If \( \Delta G^{\circ} \) is negative, the reaction is spontaneous and will proceed on its own.
In the context of redox reactions, the formula for calculating Gibbs free energy is:

• \( \Delta G^{\circ} = -nFE \)

Here, \( n \) represents the number of moles of electrons exchanged in the reaction.
\( F \) is the Faraday constant, which is approximately 96,500 C/mol, and \( E \) is the overall cell potential (or "emf").
By plugging in the known values into this equation, you can determine whether the reaction between specific ions, like \( \text{Ce}^{4+} \) and \( \text{Fe}^{2+} \), will be spontaneous.

Standard reduction potentials are key to understanding redox reactions. They measure how likely a species is to gain electrons and be reduced.
This potential is measured in volts (V) under standard conditions, and each element has a unique reduction potential value, found in electrochemical series tables.
To determine which species will be the oxidizing agent and which will be the reducing agent, you can compare their reduction potentials:

• A high reduction potential means a stronger tendency to gain electrons (strong oxidant).
• A low reduction potential indicates a tendency to lose electrons (strong reductant).

In the given example, \( \text{Ce}^{4+} \) has a higher reduction potential than \( \text{Fe}^{3+} \), making it a robust oxidant.
This means that in a reaction between \( \text{Ce}^{4+} \) and \( \text{Fe}^{2+} \), \( \text{Ce}^{4+} \) will likely gain electrons, while \( \text{Fe}^{2+} \) will lose them, leading to the redox reaction: \( \text{Ce}^{4+} + \text{Fe}^{2+} \rightarrow \text{Ce}^{3+} + \text{Fe}^{3+} \).
Knowing the standard reduction potentials, we can also calculate the overall cell potential (\( E \)) which is vital for \( \Delta G^{\circ} \).

The equilibrium constant, \( K_c \), gives us insight into the position of a chemical equilibrium.

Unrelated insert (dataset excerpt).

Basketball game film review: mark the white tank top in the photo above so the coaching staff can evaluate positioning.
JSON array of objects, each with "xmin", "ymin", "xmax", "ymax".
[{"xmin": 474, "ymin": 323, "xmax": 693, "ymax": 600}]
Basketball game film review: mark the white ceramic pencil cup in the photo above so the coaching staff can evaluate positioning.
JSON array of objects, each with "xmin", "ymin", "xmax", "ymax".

It tells us the ratio of concentrations of the products to reactants at equilibrium.
For a redox reaction, \( K_c \) can be found using the relationship with Gibbs free energy:

• \( \Delta G^{\circ} = -RT \ln{K} \)

Here, \( R \) is the universal gas constant \( (8.314 \, \text{J/(K mol)}) \), while \( T \) is the temperature in Kelvin.
Rearranging the equation to solve for \( K \), we get:

• \( K = e^{(-\Delta G/RT)} \)

A large \( K_c \) value typically indicates that the equilibrium strongly favors the formation of products.
For the exercise, once you calculate \( \Delta G^{\circ} \) using the values of \( E \), \( n \), and \( F \), you can determine \( K_c \) and predict the extent to which the reaction will occur. The greater the \( K_c \), the more the reaction will shift towards producing more products at equilibrium.